Created for the 10th anniversary of the publication of William Gibson’s first and best novel, this audiobook is a SFFaudio listener’s delight! A careful abridgment and a masterfully executed production, this is perhaps the best version of Neuromancer in any form. While Gibson is by no means a trained actor or even a professional narrator, his voice is uniquely suited to this novel and his characters. Supplementing the terrific reading is a unique soundtrack made up of two U2 remixes, which really does amazing things. Now normally I’d say that the combination of accenting music, a non-professional narrator and an abridgment of the novel all would be a recipe for disaster. But this version of Neuromancer defies all my expectations, and makes this my candidate for perhaps THE BEST ABRIDGED AUDIOBOOK EVER PRODUCED!

Posted by Jesse Willis

Review of Isaac Asimov’s All-Time Favorite Science Fiction Stories, Volume 1

Science Fiction Audiobook - Isaac AsimovIsaac Asimov’s All-Time Favorite Science Fiction Stories, Volume 1
Ed. by Martin H. Greenberg; Read by René Auberjonois
One cassette – 60 minutes [UNABRIDGED]
Publisher: Durkin Hayes Publishing Ltd.
Published: 1997 – Out Of Print
ISBN: 0886469730
Themes: / Science Fiction / Short Stories / Time Travel / Politics /

This audiobook contains two short stories:

In “Captive Market” by Philip K. Dick, an old woman gifted with precognition has previewed the futures to find one in which survivors on the radioactive Earth need supplies for their escape to a safe planet. As the proprietor of a small town country store, she has the business acuity to recognize this windfall; her canniness far outweighs any sympathy she may have for their plight. Making trip after trip into their time continuum with the supplies for which they pay in pre-war money, she selfishly refuses to tell them a vital fact she had also previewed — they will fail to escape. “Captive Market” ably demonstrates Philip K. Dick’s unique take on what is normally a by the numbers affair, the science fiction staple of time travel. He turns it on its ear to produce a great short story! “Captive Market” was first published in the magazine Worlds of If in April 1955.

Poul Anderson’s “The Last of the Deliverers”, is set a hundred years from now. Things have changed in the world, and the old rivalries between nations and ideologies are a thing of the past. But for Uncle Jim, who calls himself “a republican”, whatever that is, the old ways are the best ways. When another man, as old as Uncle Jim, showed up a great disagreement ensued after he called himself “a communist”. They both seemed to think that the fate of the community was at stake, and that if the people listen to them there would be no end of trouble. Uncle Jim insisted on something he called “capitalism”, and the communist wanted something called communism. The people all thought they were both crazy. “The Last Of The Deliverers” first appeared in The February 1958 issue of the “Magazine of Fantasy & Science Fiction”. Poul Anderson is probably just under the radar of a casual science fiction fan, but those who know his work and love it will love this one as much as I did. Anderson gives us a peek at ‘the long view’, and shows us how the passing of years makes fools of us all.

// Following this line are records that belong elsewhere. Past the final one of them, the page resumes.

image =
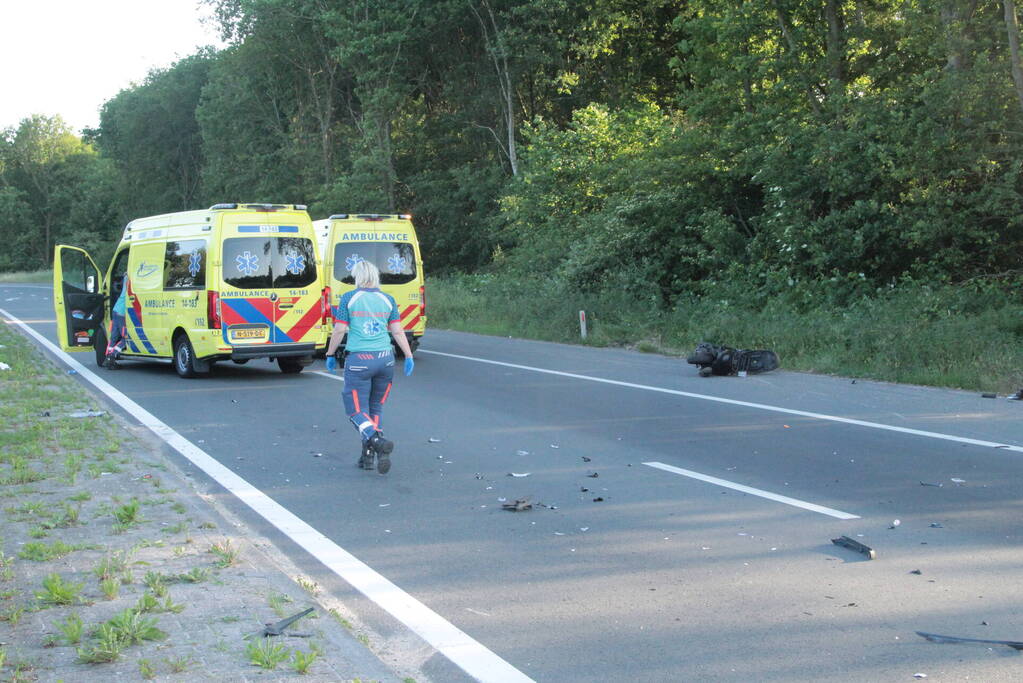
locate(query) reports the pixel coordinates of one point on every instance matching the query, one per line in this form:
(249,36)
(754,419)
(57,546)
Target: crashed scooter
(720,360)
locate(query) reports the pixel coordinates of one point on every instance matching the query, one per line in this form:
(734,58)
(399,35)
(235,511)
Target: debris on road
(853,544)
(87,413)
(277,628)
(935,638)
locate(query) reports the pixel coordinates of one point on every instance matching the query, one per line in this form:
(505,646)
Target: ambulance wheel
(99,345)
(185,363)
(290,365)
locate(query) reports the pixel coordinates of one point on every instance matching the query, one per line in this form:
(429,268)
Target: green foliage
(266,653)
(57,591)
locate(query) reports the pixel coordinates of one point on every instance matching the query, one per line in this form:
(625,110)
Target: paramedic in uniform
(117,336)
(367,315)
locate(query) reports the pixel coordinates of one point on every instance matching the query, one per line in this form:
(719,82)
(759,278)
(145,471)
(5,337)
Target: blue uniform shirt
(367,313)
(119,306)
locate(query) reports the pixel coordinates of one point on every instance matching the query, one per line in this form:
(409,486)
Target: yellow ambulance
(235,281)
(388,241)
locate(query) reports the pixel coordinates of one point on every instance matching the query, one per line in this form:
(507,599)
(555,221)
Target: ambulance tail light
(325,314)
(213,309)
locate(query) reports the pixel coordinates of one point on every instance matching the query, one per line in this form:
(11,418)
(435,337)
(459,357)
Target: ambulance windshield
(266,263)
(396,261)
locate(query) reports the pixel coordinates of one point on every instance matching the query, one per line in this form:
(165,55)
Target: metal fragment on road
(935,638)
(853,544)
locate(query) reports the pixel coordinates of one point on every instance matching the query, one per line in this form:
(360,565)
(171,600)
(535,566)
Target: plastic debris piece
(853,544)
(87,413)
(935,638)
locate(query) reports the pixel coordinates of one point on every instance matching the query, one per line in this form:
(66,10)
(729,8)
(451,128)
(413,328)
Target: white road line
(747,404)
(457,646)
(795,502)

I have a strong affinity for obscure goodness, and this audiobook is a perfect example of exactly that. Durkin Hayes, the publisher, has been out of business for a few years now but even so, its strong line up of science fiction and fantasy short story collections are to be ignored only at extreme peril.

The Isaac Asimov’s Favorite Science Fiction Stories series ran to seven volumes, later a shorter but equally impressive follow-up series entitled Isaac Asimov Countdown 2000 ran for four volumes. Both series are actually made up of stories not by Asimov but by other authors, tales that Asimov though were important and interesting. Both of the stories in this, the first volume in the series, are performed extremely well by René Auberjonois, best known for his role on Star Trek: Deep Space Nine. I highly recommended this audiobook, and the whole series, unfortunately due to Durkin Hayes being out of business you may have great difficulty finding a copy of this audiobook.